Religion is increasingly recognized as a defining feature of political life and as a constitutive element of individual and collective identities. The question is no longer whether religion matters, but how. The contributors to this discussion—which began as a session at the American Sociological Association Annual Meeting, co-sponsored by the sections on the Sociology of Religion and Culture—explore this question through the lens of political contestation over national identity.

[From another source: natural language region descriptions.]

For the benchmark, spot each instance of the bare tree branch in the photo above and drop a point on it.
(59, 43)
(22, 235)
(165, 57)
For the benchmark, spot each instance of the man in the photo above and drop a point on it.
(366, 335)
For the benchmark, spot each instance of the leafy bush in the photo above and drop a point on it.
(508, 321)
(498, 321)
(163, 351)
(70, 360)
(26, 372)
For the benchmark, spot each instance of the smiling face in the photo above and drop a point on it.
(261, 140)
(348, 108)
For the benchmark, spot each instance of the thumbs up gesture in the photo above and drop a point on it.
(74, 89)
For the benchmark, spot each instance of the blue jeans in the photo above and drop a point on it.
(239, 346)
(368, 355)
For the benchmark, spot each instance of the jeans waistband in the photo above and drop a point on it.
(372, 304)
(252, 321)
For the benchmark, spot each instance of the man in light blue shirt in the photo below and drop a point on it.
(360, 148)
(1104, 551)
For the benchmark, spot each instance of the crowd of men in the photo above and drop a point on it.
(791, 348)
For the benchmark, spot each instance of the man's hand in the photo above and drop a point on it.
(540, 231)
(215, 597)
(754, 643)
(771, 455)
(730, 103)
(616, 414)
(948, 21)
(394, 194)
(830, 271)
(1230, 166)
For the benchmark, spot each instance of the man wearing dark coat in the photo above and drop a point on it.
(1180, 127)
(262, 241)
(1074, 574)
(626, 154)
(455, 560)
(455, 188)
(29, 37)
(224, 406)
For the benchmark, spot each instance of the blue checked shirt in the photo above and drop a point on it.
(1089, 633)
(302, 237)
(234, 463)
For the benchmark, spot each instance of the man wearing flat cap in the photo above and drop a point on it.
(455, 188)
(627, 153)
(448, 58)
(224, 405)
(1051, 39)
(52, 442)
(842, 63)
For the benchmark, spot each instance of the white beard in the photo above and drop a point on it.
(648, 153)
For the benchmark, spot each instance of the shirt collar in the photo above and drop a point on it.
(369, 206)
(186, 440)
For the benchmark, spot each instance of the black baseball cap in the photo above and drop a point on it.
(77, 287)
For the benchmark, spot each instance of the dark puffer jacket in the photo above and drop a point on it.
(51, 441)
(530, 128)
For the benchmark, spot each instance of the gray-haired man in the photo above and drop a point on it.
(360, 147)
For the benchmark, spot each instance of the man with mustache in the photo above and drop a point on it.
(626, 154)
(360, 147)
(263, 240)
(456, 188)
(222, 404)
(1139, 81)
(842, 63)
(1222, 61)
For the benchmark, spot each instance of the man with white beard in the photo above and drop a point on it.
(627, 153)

Through analyses of the United States, Canada, Poland, and the Netherlands, they show that public appeals to expand or contract the boundaries of national identity are often made through reference to religion, either on its own or through its intersections with race, ethnicity, language, sexuality, immigration status, and class, among other forms of difference. They also show how national belonging has become defined in complex ways—by groups on the political left and right—through secularist projects that are themselves constituted in relation to religious heritages and through religious “othering.” Through this lens, the national “us” becomes secular, liberal, and cosmopolitan, but also subtly “Judeo-Christian” and Catholic, while Muslims and Jews, among others, are cast as national “others.” As this process plays out across North America and Europe, we also see that these categories transcend nations, and indeed many nationalist appeals are embedded in the rhetoric of a “civilizational” battle.
Together, these contributions deepen our understanding of how this works theoretically, and shed light on how a wide variety of groups draw on religious and secularist ideals, symbols, practices, and identities in the course of expanding and policing the boundaries of national (and transnational) belonging. Importantly, they also illuminate key political developments of the day, including the rise of anti-immigrant populism in Europe and the United States.